本人を貸していた友人から、本を返却したいので会おうと連絡が入った。私は頭が悪いので、試し読みをしたいと言っているだけの友人に持っている美輪明宏の著書を全て貸し出したのだった。友人は人がいいので、全て真面目に読み進め、ようやく読みきったようだった。すまないことをした。

私は頭が悪い。いや、ものを考えるのは細胞の仕事なので細胞が悪い。細胞から非難の声があがった。髪から、腹から、つま先から。全ての細胞が私の発言に納得いかないという顔をしている。あ、細胞がおしゃべりを始めた。やめろ、遠くの細胞に声をかけるんじゃない。叫ぶな!叫ぶなと言っている!脳髄がパンクしたら、私は機能を停止してしまう。

午前で友人とのおしゃべりを切り上げ、ファミリーレストランを出た。お互い別の用事があったからだ。私は図書館に行かなければならなかった。本を借りていたから。画集と手記だ。作者はあなたの好きに想像してもらってかまわない。

本を返すだけのつもりだった。
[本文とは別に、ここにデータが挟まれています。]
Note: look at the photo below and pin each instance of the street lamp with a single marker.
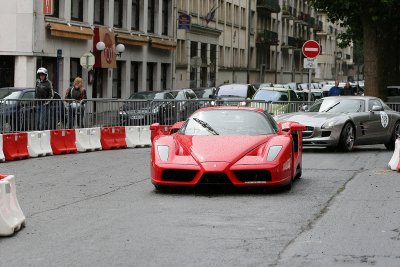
(338, 56)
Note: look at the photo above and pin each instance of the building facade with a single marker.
(56, 34)
(166, 43)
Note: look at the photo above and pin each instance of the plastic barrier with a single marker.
(86, 139)
(35, 148)
(63, 141)
(45, 143)
(144, 136)
(394, 162)
(132, 135)
(113, 137)
(11, 217)
(15, 146)
(2, 158)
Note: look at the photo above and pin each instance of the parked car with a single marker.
(234, 94)
(345, 121)
(145, 108)
(205, 150)
(18, 110)
(186, 102)
(274, 99)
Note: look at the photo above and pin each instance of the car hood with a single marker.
(315, 119)
(220, 147)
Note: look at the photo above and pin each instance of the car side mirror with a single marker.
(376, 108)
(304, 108)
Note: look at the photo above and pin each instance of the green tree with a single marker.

しかし私は帰り道、一冊の本を脇腹に抱えていた。『檻のなかのダンス』だ。

体をジッと大人しくさせ、脳は意識過剰で狂わす監獄社会に対して起きた、ダンスという暴動。将来よりこの一瞬!優越感より体の快感!!幸せはクスリで!!!覚醒剤所持で逮捕された『完全自殺マニュアル』の著者がその監獄体験から、現代社会の生き苦しさの正体を明かし、楽に生きる哲学まで示した、渾身の一冊。

踊れ!寝ろ!

風呂!オナニー!

考えたってしょうがねぇ!!

いい帯だと思った。私は教えてほしかった。将来を忘れる一瞬を。肉体的な快感を。幸福を運ぶ物質を。21gの魂の正体を。
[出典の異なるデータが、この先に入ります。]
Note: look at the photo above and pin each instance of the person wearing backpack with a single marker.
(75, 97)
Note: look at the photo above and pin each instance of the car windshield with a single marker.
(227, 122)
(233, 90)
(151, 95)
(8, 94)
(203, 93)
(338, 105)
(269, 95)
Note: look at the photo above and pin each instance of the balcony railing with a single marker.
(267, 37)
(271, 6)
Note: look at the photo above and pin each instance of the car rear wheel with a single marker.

帰宅して真っ先に、夫のもとへ駆け寄った。そして『檻のなかのダンス』を見せつけた。夫はいつもと変わらない微笑みを浮かべて、気持ち首を傾げた。今日の夕食はブロッコリーのサラダとカレーライスです、と夫は言う。デザートにヨーグルトもあります、と付け加えた。夫に抱きついて最高だと呟くと、夫が口を動かしているのが分かった。歯がカチ、と鳴ったからだ。なんとなく、夫に私を愛しているかと問うた。夫は答えた。僕を愛する人を僕は愛しています、そう答えた。

この人は私を愛してくれる。しかし、この人の愛する一番は自分自身なのだと、私には分かってしまった。夫を抱きしめたまま、私は泣いた。夫は微笑んだまま、私を強く抱きしめた。